Birmingham Wetherspoons pub tribute to Ozzy Osbourne called ‘worst ever’
Music fans aren’t impressed by a tribute to Ozzy Osbourne in one Birmingham Wetherspoons pub
and live on Freeview channel 276
A tribute to Black Sabbath singinging legend Ozzy Osbourne in a Birmingham pub has been labelled ‘arguably the most disastrous tribute to Ozzy ever’.
Music experts at Guitar World magazine weren’t impressed with the tribute to the Prince of Darkness which is on the wall of a Wetherspoons pub at New Street, along with other images paying tribute to the city’s history and culture. Westside BID manager Mike Olley, who oversees Broad Street - the home of the Black Sabbath Bridge and Bench - also commented on the image of Ozzy calling “well meant mess up”.
The tribute in question is based on an iconic image, taken by Paul Natkin, which shows Ozzy Osbourne and American guitarist Randy Rhoads together. In the original picture Ozzy can be seen lifting up the Quiet Riot musician as he plays his polka dot guitar while on stage in Illinois in 1982.
The famous rock photo was also used as the artwork for Ozzy’s 1987 live album Tribute. But the photo on display in Birmingham’s New Street Station Wetherspoons - called the London and North Western - is an altered version of the famous shot.
Instead, it shows Ozzy photoshopped over Randy so you can see Ozzy playing the guitar instead, despite the fact the Sabbath frontman couldn’t actually play the instrument. Guitar World called the image an ‘butchered manipulation’ of the iconic shot.

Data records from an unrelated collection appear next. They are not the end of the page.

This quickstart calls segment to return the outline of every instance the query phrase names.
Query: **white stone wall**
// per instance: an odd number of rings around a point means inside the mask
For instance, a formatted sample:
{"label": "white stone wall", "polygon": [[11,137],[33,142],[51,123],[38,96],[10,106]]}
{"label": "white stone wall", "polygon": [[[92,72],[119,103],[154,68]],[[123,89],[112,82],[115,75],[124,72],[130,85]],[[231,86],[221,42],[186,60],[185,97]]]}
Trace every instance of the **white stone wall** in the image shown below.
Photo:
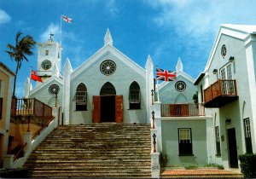
{"label": "white stone wall", "polygon": [[[108,48],[108,47],[105,47]],[[113,50],[114,52],[114,50]],[[108,50],[96,56],[93,63],[85,63],[79,69],[71,74],[70,83],[70,124],[90,124],[92,122],[92,97],[100,95],[103,84],[110,82],[115,88],[117,95],[123,95],[124,123],[146,123],[147,122],[147,98],[146,98],[146,72],[140,70],[138,72],[132,68],[131,61],[126,61],[125,57],[115,55]],[[100,65],[105,60],[111,60],[116,64],[116,71],[113,74],[106,76],[100,71]],[[141,74],[143,74],[141,75]],[[129,88],[131,84],[136,81],[141,90],[141,109],[129,109]],[[76,90],[80,83],[84,83],[87,88],[87,111],[75,111],[74,99]]]}

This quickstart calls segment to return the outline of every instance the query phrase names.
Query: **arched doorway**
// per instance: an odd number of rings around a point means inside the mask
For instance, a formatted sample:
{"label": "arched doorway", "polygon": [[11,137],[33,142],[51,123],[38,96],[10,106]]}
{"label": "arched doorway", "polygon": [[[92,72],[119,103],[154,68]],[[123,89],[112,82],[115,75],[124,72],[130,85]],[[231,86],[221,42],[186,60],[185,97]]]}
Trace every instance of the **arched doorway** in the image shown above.
{"label": "arched doorway", "polygon": [[100,95],[93,96],[93,123],[123,120],[123,96],[116,95],[114,86],[107,82],[101,89]]}

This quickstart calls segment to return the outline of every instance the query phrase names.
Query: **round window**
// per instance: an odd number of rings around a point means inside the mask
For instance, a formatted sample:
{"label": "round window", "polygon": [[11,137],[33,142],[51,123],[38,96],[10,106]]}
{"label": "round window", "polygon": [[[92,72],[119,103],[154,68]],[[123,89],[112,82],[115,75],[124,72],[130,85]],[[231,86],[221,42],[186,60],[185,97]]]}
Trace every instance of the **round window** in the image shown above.
{"label": "round window", "polygon": [[101,64],[101,72],[104,75],[112,75],[116,69],[116,65],[113,61],[107,60]]}
{"label": "round window", "polygon": [[183,92],[186,90],[186,84],[183,81],[178,81],[175,84],[175,89],[178,92]]}

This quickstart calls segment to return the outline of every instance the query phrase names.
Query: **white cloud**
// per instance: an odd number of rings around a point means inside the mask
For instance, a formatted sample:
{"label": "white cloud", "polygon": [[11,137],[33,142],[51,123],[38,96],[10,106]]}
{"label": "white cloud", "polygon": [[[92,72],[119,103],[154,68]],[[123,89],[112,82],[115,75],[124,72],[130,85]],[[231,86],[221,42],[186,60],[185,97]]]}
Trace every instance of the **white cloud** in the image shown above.
{"label": "white cloud", "polygon": [[3,10],[0,9],[0,26],[11,20],[11,17]]}

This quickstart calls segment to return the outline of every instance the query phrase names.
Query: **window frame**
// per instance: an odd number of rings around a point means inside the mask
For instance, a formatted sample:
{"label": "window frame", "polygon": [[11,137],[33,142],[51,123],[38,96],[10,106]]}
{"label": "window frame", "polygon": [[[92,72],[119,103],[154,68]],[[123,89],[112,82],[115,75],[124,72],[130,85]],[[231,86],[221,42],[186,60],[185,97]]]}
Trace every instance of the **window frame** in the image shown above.
{"label": "window frame", "polygon": [[[182,131],[189,131],[189,135],[182,134]],[[193,154],[193,141],[192,141],[192,130],[191,128],[178,128],[178,156],[194,156]],[[181,142],[181,141],[186,141]],[[189,141],[189,142],[188,142]]]}
{"label": "window frame", "polygon": [[221,146],[220,146],[220,132],[219,127],[215,126],[215,149],[216,149],[216,156],[221,155]]}
{"label": "window frame", "polygon": [[243,119],[243,125],[244,125],[246,153],[253,153],[251,123],[249,118]]}
{"label": "window frame", "polygon": [[[84,90],[79,90],[84,88]],[[82,100],[81,100],[82,99]],[[76,111],[87,111],[87,88],[84,84],[78,85],[75,94]]]}
{"label": "window frame", "polygon": [[141,109],[141,88],[136,81],[129,88],[129,109]]}
{"label": "window frame", "polygon": [[3,98],[0,97],[0,120],[3,118]]}

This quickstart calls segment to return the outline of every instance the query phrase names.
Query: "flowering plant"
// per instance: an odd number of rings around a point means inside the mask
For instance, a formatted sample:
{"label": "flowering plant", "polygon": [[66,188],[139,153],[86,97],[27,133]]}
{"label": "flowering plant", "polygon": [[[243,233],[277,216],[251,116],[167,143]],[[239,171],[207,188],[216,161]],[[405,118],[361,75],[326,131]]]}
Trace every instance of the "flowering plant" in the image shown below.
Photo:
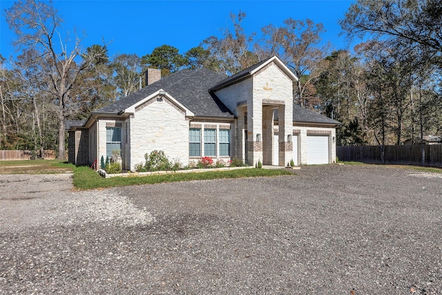
{"label": "flowering plant", "polygon": [[209,166],[212,166],[213,164],[213,160],[210,157],[202,157],[201,158],[201,166],[204,168],[207,168]]}

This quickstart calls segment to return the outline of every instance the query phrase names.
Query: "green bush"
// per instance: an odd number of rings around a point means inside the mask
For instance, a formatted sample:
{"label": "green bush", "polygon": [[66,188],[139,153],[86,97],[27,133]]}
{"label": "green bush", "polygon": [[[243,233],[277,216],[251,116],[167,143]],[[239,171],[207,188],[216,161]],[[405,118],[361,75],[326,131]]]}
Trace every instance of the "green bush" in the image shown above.
{"label": "green bush", "polygon": [[137,163],[134,165],[134,169],[135,171],[138,172],[146,172],[147,170],[144,167],[144,164],[143,163]]}
{"label": "green bush", "polygon": [[226,166],[226,163],[222,160],[218,160],[215,163],[216,168],[223,168]]}
{"label": "green bush", "polygon": [[148,171],[170,170],[172,164],[169,162],[163,151],[152,151],[150,154],[144,155],[146,164],[144,168]]}
{"label": "green bush", "polygon": [[106,165],[104,170],[109,174],[119,173],[122,172],[122,166],[119,163],[113,162]]}
{"label": "green bush", "polygon": [[244,162],[242,161],[242,159],[239,158],[233,158],[231,161],[230,161],[230,165],[231,167],[240,167],[242,166],[246,166],[244,164]]}
{"label": "green bush", "polygon": [[99,167],[102,169],[104,169],[106,168],[106,164],[104,164],[104,157],[102,155],[102,158],[99,161]]}

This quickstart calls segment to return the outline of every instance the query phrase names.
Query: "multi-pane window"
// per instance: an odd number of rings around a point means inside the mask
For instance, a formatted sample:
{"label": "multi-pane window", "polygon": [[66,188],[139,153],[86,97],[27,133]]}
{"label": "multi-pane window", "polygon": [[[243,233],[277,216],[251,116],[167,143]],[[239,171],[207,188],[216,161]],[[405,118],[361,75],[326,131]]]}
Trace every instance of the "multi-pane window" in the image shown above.
{"label": "multi-pane window", "polygon": [[189,155],[191,157],[201,156],[201,129],[199,128],[189,129]]}
{"label": "multi-pane window", "polygon": [[204,129],[204,155],[216,156],[216,129]]}
{"label": "multi-pane window", "polygon": [[122,150],[122,129],[119,127],[106,128],[106,154],[112,158],[112,151]]}
{"label": "multi-pane window", "polygon": [[229,129],[220,129],[220,155],[230,155]]}

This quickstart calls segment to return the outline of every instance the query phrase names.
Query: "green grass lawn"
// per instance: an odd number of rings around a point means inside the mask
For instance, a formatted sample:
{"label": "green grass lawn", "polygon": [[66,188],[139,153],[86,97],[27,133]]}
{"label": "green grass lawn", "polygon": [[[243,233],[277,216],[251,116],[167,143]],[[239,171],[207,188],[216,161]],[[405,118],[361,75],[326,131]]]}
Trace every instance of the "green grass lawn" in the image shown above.
{"label": "green grass lawn", "polygon": [[284,169],[265,170],[253,168],[247,169],[226,170],[223,171],[209,171],[198,173],[156,174],[146,176],[103,178],[93,170],[91,170],[88,167],[83,166],[76,167],[74,169],[74,186],[78,189],[91,189],[135,184],[153,184],[160,182],[173,182],[178,181],[258,176],[279,176],[284,175],[293,175],[293,173]]}

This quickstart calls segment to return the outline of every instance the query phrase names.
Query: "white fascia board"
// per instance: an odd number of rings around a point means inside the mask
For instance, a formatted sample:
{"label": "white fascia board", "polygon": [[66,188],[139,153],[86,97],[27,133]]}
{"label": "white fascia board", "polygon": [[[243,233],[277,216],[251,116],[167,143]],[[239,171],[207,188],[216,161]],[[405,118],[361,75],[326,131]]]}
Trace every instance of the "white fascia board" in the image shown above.
{"label": "white fascia board", "polygon": [[178,102],[177,99],[175,99],[175,98],[173,98],[173,97],[172,95],[171,95],[169,93],[168,93],[167,92],[164,91],[162,88],[160,89],[158,91],[157,91],[156,92],[152,93],[151,95],[150,95],[149,96],[142,99],[142,100],[140,100],[140,102],[137,102],[137,104],[135,104],[133,105],[132,105],[131,106],[130,106],[129,108],[127,108],[126,109],[124,110],[124,113],[135,113],[135,107],[137,106],[140,106],[140,104],[144,104],[145,102],[157,96],[160,95],[160,92],[163,92],[164,94],[163,94],[163,95],[166,97],[168,99],[171,100],[174,104],[177,105],[177,106],[178,106],[180,108],[182,108],[183,110],[184,110],[184,112],[186,113],[186,117],[194,117],[195,114],[193,113],[192,113],[189,108],[187,108],[186,107],[185,107],[184,106],[183,106],[180,102]]}
{"label": "white fascia board", "polygon": [[293,72],[290,70],[290,69],[285,65],[285,64],[284,64],[279,58],[278,58],[277,56],[271,57],[265,63],[262,64],[260,67],[252,70],[250,74],[252,75],[254,75],[256,73],[260,70],[262,68],[271,63],[272,61],[274,61],[275,64],[276,64],[280,68],[281,68],[284,73],[285,73],[286,75],[288,75],[292,80],[296,82],[298,80],[298,77],[296,77],[295,74],[294,74]]}

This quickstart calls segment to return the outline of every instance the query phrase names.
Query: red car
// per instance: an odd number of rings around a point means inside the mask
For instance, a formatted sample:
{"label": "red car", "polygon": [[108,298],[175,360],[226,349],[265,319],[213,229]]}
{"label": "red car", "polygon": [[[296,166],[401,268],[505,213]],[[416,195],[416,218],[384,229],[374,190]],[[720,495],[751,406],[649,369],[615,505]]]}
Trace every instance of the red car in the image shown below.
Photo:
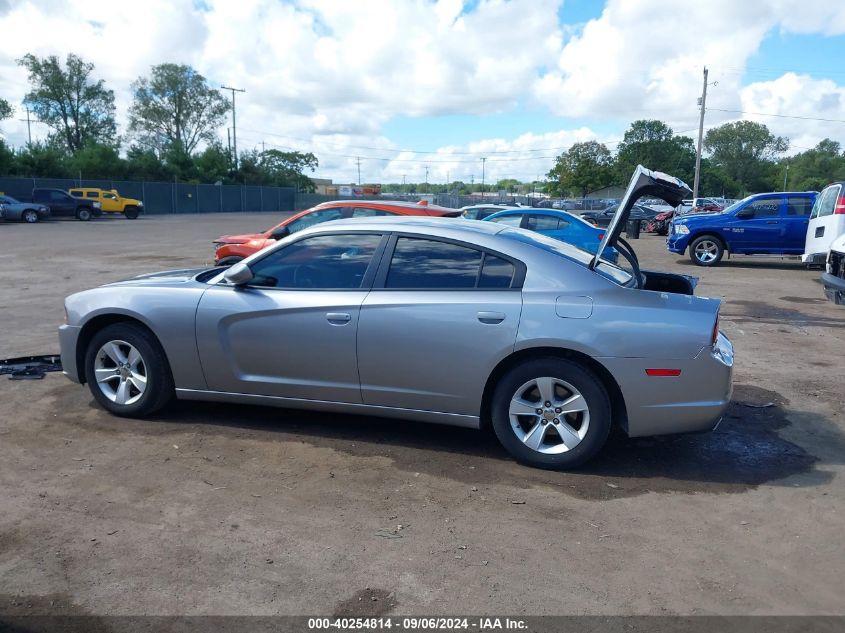
{"label": "red car", "polygon": [[456,217],[460,210],[439,207],[423,202],[396,202],[375,200],[333,200],[318,204],[282,220],[263,233],[244,235],[223,235],[214,240],[214,263],[217,266],[231,266],[245,257],[260,251],[276,240],[287,237],[302,229],[341,218],[362,218],[378,215],[426,215],[433,217]]}

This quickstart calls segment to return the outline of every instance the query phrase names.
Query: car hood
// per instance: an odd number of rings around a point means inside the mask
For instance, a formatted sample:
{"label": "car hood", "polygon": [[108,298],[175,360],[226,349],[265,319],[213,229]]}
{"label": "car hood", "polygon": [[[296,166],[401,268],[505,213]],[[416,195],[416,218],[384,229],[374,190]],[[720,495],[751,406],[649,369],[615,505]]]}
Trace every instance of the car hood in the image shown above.
{"label": "car hood", "polygon": [[263,240],[266,237],[264,233],[244,233],[243,235],[221,235],[214,241],[218,244],[246,244],[250,240]]}
{"label": "car hood", "polygon": [[616,213],[610,219],[604,239],[601,241],[593,261],[590,262],[590,268],[596,267],[602,253],[608,246],[616,244],[622,234],[622,229],[631,216],[634,203],[642,196],[648,195],[653,198],[660,198],[675,207],[681,204],[681,201],[691,193],[692,190],[680,178],[637,165],[633,176],[631,176],[631,181],[628,183],[628,188],[625,190],[625,195],[622,196],[622,201],[619,203],[619,208],[616,209]]}
{"label": "car hood", "polygon": [[[104,286],[176,286],[194,281],[198,275],[215,270],[214,268],[180,268],[178,270],[164,270],[156,273],[138,275],[131,279],[115,281]],[[216,270],[223,270],[218,268]]]}

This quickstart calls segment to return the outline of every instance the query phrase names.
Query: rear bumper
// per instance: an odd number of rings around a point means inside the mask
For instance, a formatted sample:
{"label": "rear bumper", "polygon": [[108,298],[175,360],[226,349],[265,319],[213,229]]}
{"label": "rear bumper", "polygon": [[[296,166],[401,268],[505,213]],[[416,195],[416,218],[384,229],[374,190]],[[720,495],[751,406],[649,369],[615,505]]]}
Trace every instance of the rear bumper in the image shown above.
{"label": "rear bumper", "polygon": [[[619,381],[630,437],[712,431],[730,404],[733,346],[719,333],[692,360],[602,359]],[[648,367],[681,369],[677,377],[652,377]]]}
{"label": "rear bumper", "polygon": [[805,264],[813,266],[824,266],[827,259],[827,253],[804,253],[801,255],[801,261]]}
{"label": "rear bumper", "polygon": [[82,382],[76,366],[76,344],[81,327],[76,325],[59,326],[59,350],[62,355],[62,373],[73,382]]}
{"label": "rear bumper", "polygon": [[845,279],[830,273],[822,273],[825,296],[836,305],[845,305]]}

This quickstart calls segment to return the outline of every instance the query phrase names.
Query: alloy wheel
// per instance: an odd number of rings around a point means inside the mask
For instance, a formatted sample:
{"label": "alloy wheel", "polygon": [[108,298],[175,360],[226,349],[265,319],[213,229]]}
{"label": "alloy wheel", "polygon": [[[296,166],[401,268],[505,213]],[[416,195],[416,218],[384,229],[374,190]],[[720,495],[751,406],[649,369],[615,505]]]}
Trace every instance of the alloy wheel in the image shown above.
{"label": "alloy wheel", "polygon": [[713,240],[701,240],[695,245],[695,258],[703,264],[716,261],[719,245]]}
{"label": "alloy wheel", "polygon": [[126,341],[108,341],[100,347],[94,376],[100,391],[115,404],[134,404],[147,390],[147,365],[138,349]]}
{"label": "alloy wheel", "polygon": [[578,446],[590,426],[590,408],[578,389],[544,376],[524,383],[511,398],[508,416],[516,437],[547,455]]}

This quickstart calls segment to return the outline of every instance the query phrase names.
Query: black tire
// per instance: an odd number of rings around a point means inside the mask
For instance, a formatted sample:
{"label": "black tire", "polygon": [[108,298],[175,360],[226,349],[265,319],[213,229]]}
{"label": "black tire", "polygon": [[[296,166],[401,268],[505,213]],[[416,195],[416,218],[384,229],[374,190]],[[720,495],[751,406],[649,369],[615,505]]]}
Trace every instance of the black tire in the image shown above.
{"label": "black tire", "polygon": [[725,246],[715,235],[699,235],[690,242],[689,258],[696,266],[716,266],[724,254]]}
{"label": "black tire", "polygon": [[[106,359],[100,350],[109,342],[119,342],[134,347],[143,362],[143,376],[146,379],[144,391],[134,402],[119,404],[110,399],[97,382],[95,363]],[[122,346],[120,346],[122,347]],[[124,348],[125,349],[125,348]],[[116,370],[118,373],[119,370]],[[122,380],[116,376],[117,380]],[[115,415],[137,418],[155,413],[173,398],[173,376],[161,344],[143,326],[134,323],[115,323],[97,332],[85,350],[85,380],[94,399],[107,411]],[[113,383],[109,383],[111,386]],[[117,389],[113,389],[117,392]]]}
{"label": "black tire", "polygon": [[[557,420],[562,419],[564,416],[555,418],[555,421],[545,418],[546,411],[550,415],[559,415],[559,413],[552,413],[555,411],[554,407],[546,409],[544,402],[537,401],[536,403],[532,403],[531,406],[535,404],[539,405],[534,410],[535,413],[538,410],[543,410],[544,414],[535,415],[528,413],[524,416],[514,416],[514,421],[511,419],[510,406],[512,400],[520,394],[525,400],[526,395],[529,394],[529,391],[522,391],[525,385],[543,377],[550,377],[568,383],[570,387],[580,392],[579,395],[586,402],[587,426],[583,431],[583,437],[576,445],[563,452],[542,452],[555,450],[554,444],[550,443],[549,445],[541,446],[539,449],[534,449],[524,443],[520,437],[517,437],[517,428],[519,428],[520,433],[528,435],[530,434],[529,431],[536,426],[544,434],[544,438],[554,440],[557,437],[562,440],[563,434],[558,434],[556,425],[558,425]],[[563,390],[563,387],[559,388]],[[568,389],[563,391],[557,391],[558,387],[554,387],[553,389],[555,390],[555,397],[560,393],[563,394],[560,397],[564,399],[567,397],[566,391]],[[537,395],[539,396],[539,391]],[[555,403],[552,402],[551,404],[554,405]],[[611,405],[607,390],[592,371],[569,360],[540,358],[526,361],[513,367],[499,380],[499,384],[496,385],[491,405],[492,426],[499,442],[501,442],[502,446],[505,447],[514,459],[537,468],[550,470],[576,468],[601,450],[610,433]],[[578,429],[580,433],[585,428],[583,426],[584,414],[574,415],[581,416],[580,423],[578,419],[573,418],[571,420],[568,419],[567,424],[570,430],[574,429],[574,425],[577,424],[580,427]],[[546,420],[545,422],[543,421],[544,419]]]}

They wrote: “Not only is it an egregious Photoshop fail of incalculable proportions, it’s also a wholly unsuitable picture to use to commemorate the founding of Black Sabbath.”
Classic Rock called the image the ‘world’s most grotesque tribute’ to Ozzy and one of the ‘Great Photoshop Disasters of the modern era’. Ozzy previously revealed in an interview with Rolling Stone that not knowing how to play guitar was one of his ‘biggest regrests’. “I can play a little bit of harmonica, and that’s about it. But I have an ear for melody,” he told Rolling Stone.
“I once talked to a writer and he said, ‘You can learn the piano but you most probably will lose your naturall instinct for melody.’ And I said, ‘That’s too much of a gamble.’”
Mike Olley has spoken to Wetherspoons about the issue. On hearing about the upset he said: “Amusement. Absolute amusement. I mean, it’s clearly something that’s gone wrong. I’ve spoke to Wetherspoons - it’s, something’s going to be put right. I think they’re a tad embarrassed about it.
“But it was a well meaning mess up, wasn’t it? You know, someone could have done a lot better. I can’t imagine for one moment Ozzy will be at all fazed by it. I can’t really think anyone’s going to be terribly upset. I can only imagine that it sort of - the fact that it’s been underscored and publicised is probably the best result that you could have got from it.
“And I very much commend Wetherspoons for at least doing local stuff. I mean it’s so easy, isn’t it for corporations nowadays, just to get bland corporate art to try and infuse a little bit of the locality into it. I think that’s great. So, you know, not the best of efforts, but 10 out of 10 for trying. And I’m sure that once it’s put right. It’s going to be great.”
What has Wetherspoons said?
Wetherspoons spokesman, Eddie Gershon said: “ The artwork around Black Sabbath was put up in good faith. We acknowledge the comments made by a number of people and will review whether we will keep the artwork in place or remove it from the pub.”